Well, my other suggestion would be to ghetto-rig a partial duct from the side 120mm fan so a chunk of its exhaust is driven directly over the heatsink.
Well that has its own set of problems for me, I had planned on modding the case with a better window and I would have to remove the side fan as a result.
I started feeling around in the case to get an idea how the airflow is, and it just dawned on me that the graphics card is blocking off a good bit of flow up towards the north side of the board, do you think a 120mm fan in the top-front could handle the flow even with the side fan removed?
 
#7 ·
It certainly wouldnt hurt. Eliminating that dead spot should get some air moving along the back of the card, and thus along the NB heatsink.
 
#8 ·
54C should not be hot enough to cause instability or reliability issues, but if the temperature bothers you, attaching a 40mm fan to the chipset heatsink is a pretty easy fix.
 
#9 ·
Alright so I'm thinking I can slap a 40mm ontop of the NB to disperse the heat everywhere while the new front fan helps move it towards the rear exhaust, and then I can stick another 40mm on the VRM to push that heat to the top exhaust.
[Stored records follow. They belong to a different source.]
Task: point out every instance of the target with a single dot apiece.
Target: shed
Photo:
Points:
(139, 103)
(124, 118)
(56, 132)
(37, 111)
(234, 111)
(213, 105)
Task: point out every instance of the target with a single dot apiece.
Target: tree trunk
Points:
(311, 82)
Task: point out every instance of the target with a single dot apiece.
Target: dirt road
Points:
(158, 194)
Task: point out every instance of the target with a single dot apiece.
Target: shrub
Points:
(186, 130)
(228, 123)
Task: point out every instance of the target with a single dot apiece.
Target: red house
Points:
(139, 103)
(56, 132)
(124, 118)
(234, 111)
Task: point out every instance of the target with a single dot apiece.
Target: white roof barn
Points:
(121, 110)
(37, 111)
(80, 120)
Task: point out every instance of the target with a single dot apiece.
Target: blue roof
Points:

Does this look alright, or do I need to drink another cup of coffee or two before I think about air dynamics? lol
 
#10 ·
Total power consumption/heat production of that chip is in the single digit watt range. You don't need to fuss over the case cooling to cool it or account for any trivial disruption of air flow resulting from cooling it. A hamster blowing through a coffee straw could knock 10C off the part, and a silent 40mm fan moving about five cfm would probably knock get the part into the 30s C.

Though, now that you mention it, the whole system and especially the CPU and VRM would be cooler if you turned the radiator fans into intakes and opened up the I/O slots.